Wednesday, September 28, 2005

My Medicine Clerkship: First Impressions

Day 3: Still feeling overwhelmed.

I'm spending the first four weeks of the clerkship doing "inpatient" at a Veterans Administration (VA) hospital in the suburbs. A brief description of the way this hospital works:
  • There are four 'general medical wards' teams (Teams A, B, C, or D) and two 'CV med' teams (Cards 1 and Cards 2). I'm on Team A.
  • Each ward team is comprised of an attending, a resident, two interns, and one or two medical students.
  • Call is taken as a team q4 ('q4' means every 4 days).
  • 'Short Call' means that the team admits new patients until 12:00 pm. It caps at four patients or up to 6 night float admissions on a busy night.
  • 'Long Call' means that the team admits from noon until 10:00 pm. Long Call caps at 10 patients. The Long Call team must remain in house until 10:00 pm, except on Fridays, during which the team admits overnight until 8:00 am Saturday morning.
  • The pour souls on the CV med teams are on call q2 (every other day). Ouch.
An intern is someone who just graduated medical school, Post-Grad Year 1 (PGY-1). After that year, in internal medicine, they're referred to as residents: junior resident (PGY-2) or senior resident (PGY-3). Once the residency is completed, the physician can then be referred to as the attending physician. I think. These things aren't very clear to me.

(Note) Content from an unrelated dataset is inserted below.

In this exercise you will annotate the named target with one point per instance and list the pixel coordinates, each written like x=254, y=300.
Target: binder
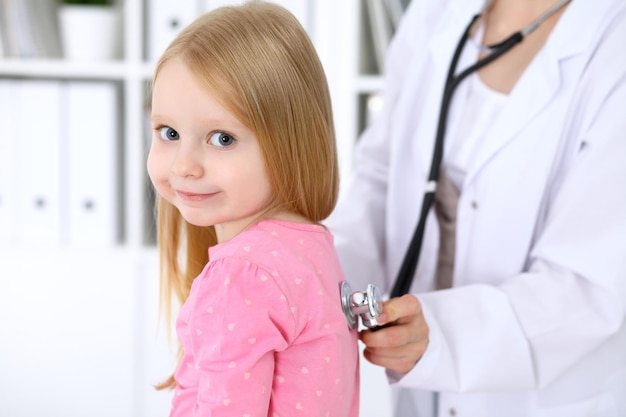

Anyway, I meet with my team for Morning Rounds. Basically, the intern (or medical student) presents in about 2 minutes or less any updates regarding each patient and it sounds something like:
"Mr. Smith is a 76-year old was admitted to the emergency room at 11pm last night complaining of shortness of breath. He was first diagnosed with COPD 10 years ago. His history also includes Obstructive Sleep Apnea (OSA) and seizures. The symptoms of dyspnea improve when the patient sits up and breathes through pursed lips. The patient is compliant with his medications, but not compliant with his C-PAP device. His hematocrit this morning is 58.1, his blood pressure is 98/57, his pulse is 85, respiratory rate 20, and O2 sat is 92%."
The team then agrees on a plan.

What's striking to me is how young the team is. The resident leading the team is only starting her third year after graduating medical school. The people doing most of the scutwork are the interns (with some help from the medical students, who - between you and me - are still pretty freaking clueless at this point). Remember, like 6 months ago, the interns were still in medical school. Does this scare you? It really shouldn't - every case is overseen by the attending physician, who has tons more experience.

*******

I spent five years in graduate school, so much of the material I learned in Biology of Disease is a distant memory. It's starting to show. I was asked several questions today by the attending physician, and I think I fell short of satisfactory. Some questions regarding the incidence, presentation, and prognosis of cancer of the esophagus.
Incidence is about 1 per 20,000 people. Usually, when esophageal cancer presents in the clinic, it's in its later stages, so the prognosis is relatively poor: 5-year survival rate is between 5 and 14%. With metastasis, it's around 2%.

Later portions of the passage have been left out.